McGahee was limited to just one carry for 1 yard in the second half of Monday night's 23-20 overtime loss to the Pittsburgh Steelers after he injured his ribs with 1:31 left in the second quarter. It's unclear whether the injury involves the same ribs that were broken in Week 16 last year and forced McGahee to miss the season finale against Pittsburgh.
"He's got a rib issue," Harbaugh said yesterday during his weekly news conference at the team's training facility in Owings Mills. "We think he's going to be OK. We'll just have to see how the rib goes this week, but other than that we have nothing serious."
McGahee carried the ball 12 times for 41 yards in the first half but left the game after a 1-yard gain up the middle.
He lay on the turf for a few minutes before walking off the field to the locker room with assistance from trainer Bill Tessendorf and an aide.
McGahee did return on the Ravens' second series of the second half with 6:44 left in the third quarter, but he carried the ball just once.
"He was in pain," Harbaugh said. "He wanted to play."
Fullback Le'Ron McClain also left the contest briefly with 48 seconds left in the fourth quarter, but he returned in overtime.
Linebacker Bart Scott was visibly displeased with himself after Monday's game for not taking down Steelers quarterback Ben Roethlisberger for the second time. Roethlisberger shook off Scott's sack attempt and connected with wide receiver Hines Ward for a 49-yard gain that led to 19-yard field goal by Jeff Reed to give Pittsburgh a 20-13 lead with 9:19 left in the fourth quarter. "I've just got to keep my head and play fundamentally sound," Scott said. "He goes down just like everybody else."
Back to business
Preparation for Sunday's game against the Titans (4-0) began last week, and this week should be business as usual - except for some slight alterations, Harbaugh said.
"I wouldn't say we're going to lighten the load," he said. "The workload's going to have to be the same because we have to get ready to play a very good team, and the challenges are the same. We may change up drills, tempo drills and things like that as far as coming off of a physical game and making sure we are recovered as much as we can be. But the workload itself will be the same."
Harbaugh said he didn't think he would have to talk to the players about not dwelling on the loss to the Steelers.
"It's a big challenge, but I think it's something that guys in the NFL learn how to do. They move on pretty quickly," he said. "We'll probably be looking back at the game or the fans will certainly be looking back at the game for a couple of days, but the players are already over it, and they've already moved on to Tennessee. You have to."

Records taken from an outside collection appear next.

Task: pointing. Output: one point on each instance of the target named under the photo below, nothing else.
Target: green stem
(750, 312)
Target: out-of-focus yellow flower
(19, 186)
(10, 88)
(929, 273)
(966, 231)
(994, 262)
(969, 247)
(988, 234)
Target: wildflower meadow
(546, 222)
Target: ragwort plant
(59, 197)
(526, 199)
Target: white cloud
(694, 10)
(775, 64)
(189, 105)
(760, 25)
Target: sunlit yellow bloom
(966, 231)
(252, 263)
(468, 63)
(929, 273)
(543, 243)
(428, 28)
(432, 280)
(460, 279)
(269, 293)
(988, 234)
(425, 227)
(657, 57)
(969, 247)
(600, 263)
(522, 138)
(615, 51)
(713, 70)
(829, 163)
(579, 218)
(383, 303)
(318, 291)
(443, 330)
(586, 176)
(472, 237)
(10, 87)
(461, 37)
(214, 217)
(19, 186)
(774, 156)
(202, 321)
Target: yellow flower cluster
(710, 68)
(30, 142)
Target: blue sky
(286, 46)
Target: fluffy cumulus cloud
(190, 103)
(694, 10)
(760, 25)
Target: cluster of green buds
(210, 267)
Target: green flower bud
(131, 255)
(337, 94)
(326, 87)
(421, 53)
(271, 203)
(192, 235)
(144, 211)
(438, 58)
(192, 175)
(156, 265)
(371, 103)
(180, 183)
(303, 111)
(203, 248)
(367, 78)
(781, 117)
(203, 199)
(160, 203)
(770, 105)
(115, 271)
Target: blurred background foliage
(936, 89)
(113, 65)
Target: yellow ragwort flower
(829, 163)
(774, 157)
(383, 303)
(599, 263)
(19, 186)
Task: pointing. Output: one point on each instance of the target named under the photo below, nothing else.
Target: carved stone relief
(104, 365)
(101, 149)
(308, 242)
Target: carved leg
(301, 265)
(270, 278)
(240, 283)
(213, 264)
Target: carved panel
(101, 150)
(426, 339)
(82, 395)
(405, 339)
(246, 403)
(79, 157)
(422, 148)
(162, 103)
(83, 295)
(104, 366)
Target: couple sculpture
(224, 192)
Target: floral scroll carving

Wide receiver Derrick Mason dismissed the notion of a moral victory. "We had it, but in this game, you've got to play 60 minutes of football," he said. "You either win or you lose - point-blank." ... The Steelers paid a price for Monday night's win, losing first-round draft pick running back Rashard Mendenhall (fractured left shoulder) and starting right guard Kendall Simmons (torn right Achilles tendon) for the rest of the season. Third-string running back Carey Davis (sprained ankle) and linebacker Andre Frazier (spine) also were injured and could be out for some time.